Nanoparticle adsorption into the gas/liquid interface can decrease
the gravity drainage of the liquid film. Moreover, nanoparticle stratification
in a bulk solution could prevent the foam from collapsing by forming
a 3D network structure. Contrarily, there are some drawbacks of nanoparticles
in EOR applications such as aggregation of particles as they have
a large specific surface area as reported by Ranjit et al.[52] Moreover, the preparation of a suitable nanomaterial
is costly, and nanomaterials could have an undesirable effect on the
health of living things and the environment.
Injection Rate Control
Gas and surfactant solution
injection rates can be controlled to decelerate lamellae thinning.

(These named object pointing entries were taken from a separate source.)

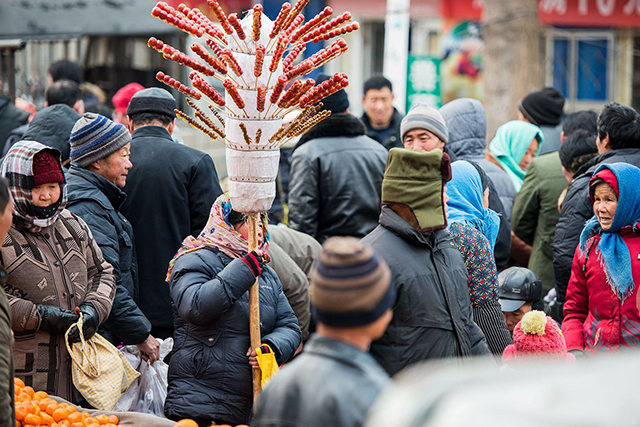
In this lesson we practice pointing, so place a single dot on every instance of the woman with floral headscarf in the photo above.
(514, 147)
(210, 375)
(54, 267)
(474, 228)
(602, 307)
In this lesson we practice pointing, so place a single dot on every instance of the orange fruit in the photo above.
(32, 419)
(60, 414)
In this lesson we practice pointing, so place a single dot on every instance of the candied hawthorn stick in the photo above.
(319, 19)
(217, 65)
(235, 23)
(170, 81)
(262, 96)
(222, 18)
(245, 133)
(257, 22)
(260, 52)
(282, 17)
(233, 92)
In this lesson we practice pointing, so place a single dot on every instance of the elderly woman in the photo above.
(601, 311)
(54, 270)
(210, 377)
(513, 148)
(474, 229)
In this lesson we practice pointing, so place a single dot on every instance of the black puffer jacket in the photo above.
(432, 316)
(97, 202)
(10, 118)
(336, 180)
(170, 190)
(576, 210)
(52, 127)
(209, 374)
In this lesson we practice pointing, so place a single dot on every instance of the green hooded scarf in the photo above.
(509, 146)
(416, 179)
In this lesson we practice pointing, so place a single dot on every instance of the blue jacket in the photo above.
(209, 374)
(97, 202)
(330, 384)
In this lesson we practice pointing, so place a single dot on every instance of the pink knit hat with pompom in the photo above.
(537, 335)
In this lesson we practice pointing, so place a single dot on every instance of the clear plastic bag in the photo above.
(149, 391)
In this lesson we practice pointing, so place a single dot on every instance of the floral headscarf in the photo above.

Generally, foam behavior can be either shear thinning or shear thickening.
The viscosity of foam and gas can be affected by the flow rate, and
surfactant solution flow rates affect foam quality. Llave et al.[53] investigated the factors resisting foam flow
as a function of foam quality and injection rates. They reported that
a shear-thinning behavior exists between the injection rate and foam
mobility. As the shear rate decreases, the foam viscosity increases.

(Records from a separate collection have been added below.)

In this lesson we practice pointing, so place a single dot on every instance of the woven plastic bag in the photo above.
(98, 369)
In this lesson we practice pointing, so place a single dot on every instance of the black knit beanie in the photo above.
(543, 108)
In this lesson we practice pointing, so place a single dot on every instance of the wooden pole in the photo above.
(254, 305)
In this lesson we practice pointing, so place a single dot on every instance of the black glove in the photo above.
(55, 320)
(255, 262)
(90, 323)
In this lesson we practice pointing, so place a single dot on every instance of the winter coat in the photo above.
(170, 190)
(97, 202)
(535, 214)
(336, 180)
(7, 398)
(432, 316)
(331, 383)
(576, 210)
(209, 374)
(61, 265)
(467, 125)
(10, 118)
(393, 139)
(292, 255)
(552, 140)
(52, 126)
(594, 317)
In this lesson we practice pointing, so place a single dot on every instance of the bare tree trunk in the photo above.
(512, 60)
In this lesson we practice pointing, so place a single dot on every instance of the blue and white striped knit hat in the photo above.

It was also reported that an increase in foam quality could also improve
foam apparent viscosity. Osei-Bonsu[54] reported
that in case of foam quality exceeding 90%, dry foam will be formed,
and thus, the capillary pressure will increase surpassing the thickness
of the lamellae resulting in lamellae rupture.
Replacing
Part of CO2 by N2
The
disadvantage of CO2 foam is that it becomes weaker as pressure
increases. It is shown in the literature that N2 can be
stable in harsh conditions. Adding a small quantity of N2 to CO2 could possibly solve or enhance this challenge.

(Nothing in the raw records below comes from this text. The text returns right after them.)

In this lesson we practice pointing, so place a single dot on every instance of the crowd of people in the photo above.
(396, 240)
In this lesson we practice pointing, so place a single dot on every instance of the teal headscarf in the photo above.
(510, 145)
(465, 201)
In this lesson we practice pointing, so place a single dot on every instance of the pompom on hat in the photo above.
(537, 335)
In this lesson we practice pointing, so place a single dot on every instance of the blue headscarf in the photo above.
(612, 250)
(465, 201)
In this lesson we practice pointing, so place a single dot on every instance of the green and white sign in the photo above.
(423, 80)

N2 exists in a subcritical state under most of the reservoir
conditions. Harris[55] studied the rheological
properties of mixed gas foams to be used as fracturing fluids. He
concluded that replacing part of CO2 with N2 could increase viscosity at low shear rates.Few researchers
investigated the usage of CO2/N2 mixture foam
in porous media. A study of foam texture and stability of mixed foam
using both CO2 and N2 was performed in porous
media, but it was oil-free. Siddiqui et al.,[62] in that study, conducted oil-free steady-state foam flooding experiments
to study the CO2/N2 foam performance at supercritical
conditions of CO2 in sandstone cores. Eventually, a formula
for foam injection (N2 fraction added, injection rate,
and foam quality) was obtained that leads to the generation of a stable
foam at these conditions in the absence of crude oil.
CO2 Foam Properties and Its Comparison with N2 Foam
A number of studies have been carried out for
comparing CO2 and N2 foam in relation to EOR.[34,56,57] It is difficult to compare CO2 foam and N2 foam without considering the effect
of surfactant, porous media, solubility, and range of pressure and
temperature. Some scholars used the same surfactant for comparing
CO2 and N2 foams.[58] The CO2 and N2 foam behave very differently,
which is attributed to solubility in surfactant solution, diffusion,
pH, ionic strength, and density and viscosity.[34,59,60]Studies by Farajzadeh et al.[34] and Kibodeaux[61] showed
that CO2 foam is weaker than the N2 foam. This
is due to the higher mobility of CO2 foam compared to that
of N2 foam. Also, it is observed that injection pressure
for CO2 foam is less than that of N2 foam and
ultimate recovery by N2 foam is higher compare to that
of CO2 foam.[34] It was observed
from the experimental study of Du et al.[56] that CO2 foam has lower pressure loss which clearly suppresses
the entrance effect. It can be correlated with the capillary pressure
which is a function of water saturation. The poor sweep associated
with CO2 foam leads to higher water saturation and hence
the lower capillary pressure making it easier for CO2 foam
to suppress the entrance effect. With an increase in system pressure,
liquid saturation increases and pressure loss decreases significantly
for CO2 foam. It signifies that with an increase in pressure,
CO2 foam gets weaker and weaker. On the other hand, little
change was observed for the N2 foam.From the existing
experimental studies, some common conclusions
can be drawn. There exist many differences between CO2 foam
and N2 foam. CO2 is unable to generate foam/strong
foam at supercritical pressure, and CO2 foam gets weaker
and weaker with an increase in pressure leading to higher mobility
which is detrimental to foam EOR processes. The CO2 foam
is the center of foam EOR processes, and it requires better understanding
and solution for issues related to CO2 foam. The issues
like the addition of N2 generate the CO2 foam
at critical pressure, and the possibility of reducing CO2 foam mobility and generation of strong CO2 foam are still
unresolved. However, CO2 foam can be generated by replacing
a portion of CO2 with N2gas. There is a lack
of understanding of mixture properties and its effect on EOR.This work evaluates the performance of mixed CO2/N2 foam at supercritical CO2 conditions for EOR.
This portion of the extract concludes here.